Frequently asked questions

What is a B2B channel strategy?
A B2B channel strategy is the plan for growing revenue through third-party partners (resellers, VARs, distributors, systems integrators, technology alliances, referral partners) rather than exclusively through a direct sales team. Channel strategies extend market reach into geographies, industries, or customer segments where direct sales would be too slow or expensive. Effective channel programmes require active investment in partner recruitment, training, enablement, and ongoing relationship management.
What are the different types of B2B channel partners?
The main types of B2B channel partners are: resellers (buy and resell your product), value-added resellers or VARs (bundle your product with their own services), distributors (manage relationships with multiple resellers in a region), systems integrators or SIs (implement your product as part of a broader solution -- large firms like Infosys or Wipro in India), technology alliances (complementary software vendors who co-sell or integrate with your product), and referral partners (generate leads in exchange for a referral fee, without delivery responsibility).
When should a B2B company build a channel programme?
A B2B company should build a channel programme when: (1) the product is established enough to be sold by a third party without extensive vendor support; (2) the market is too large or geographically dispersed for direct sales alone; (3) partners have existing customer relationships in your ICP that would take years to build directly; or (4) you are entering a new vertical or geography where partners have deep domain credibility. Do not build a channel programme before achieving product-market fit -- partners cannot reliably sell a product the vendor cannot sell themselves.
How do you manage B2B channel partners effectively?
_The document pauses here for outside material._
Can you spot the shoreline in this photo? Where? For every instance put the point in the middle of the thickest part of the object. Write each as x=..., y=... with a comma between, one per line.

To manage B2B channel partners effectively: (1) tier your partners by revenue contribution and assign dedicated support resources to top-tier partners; (2) implement deal registration to protect partner margins and prevent channel conflict with direct sales; (3) invest in partner enablement -- training, certification, demo environments, and up-to-date marketing materials; (4) provide a partner portal as the central hub for everything partners need; (5) create a joint business planning process with top partners (annual revenue targets, joint pipeline reviews, co-marketing programmes); and (6) pay channel commissions promptly and transparently -- trust erodes quickly when partners feel their compensation is unclear or slow.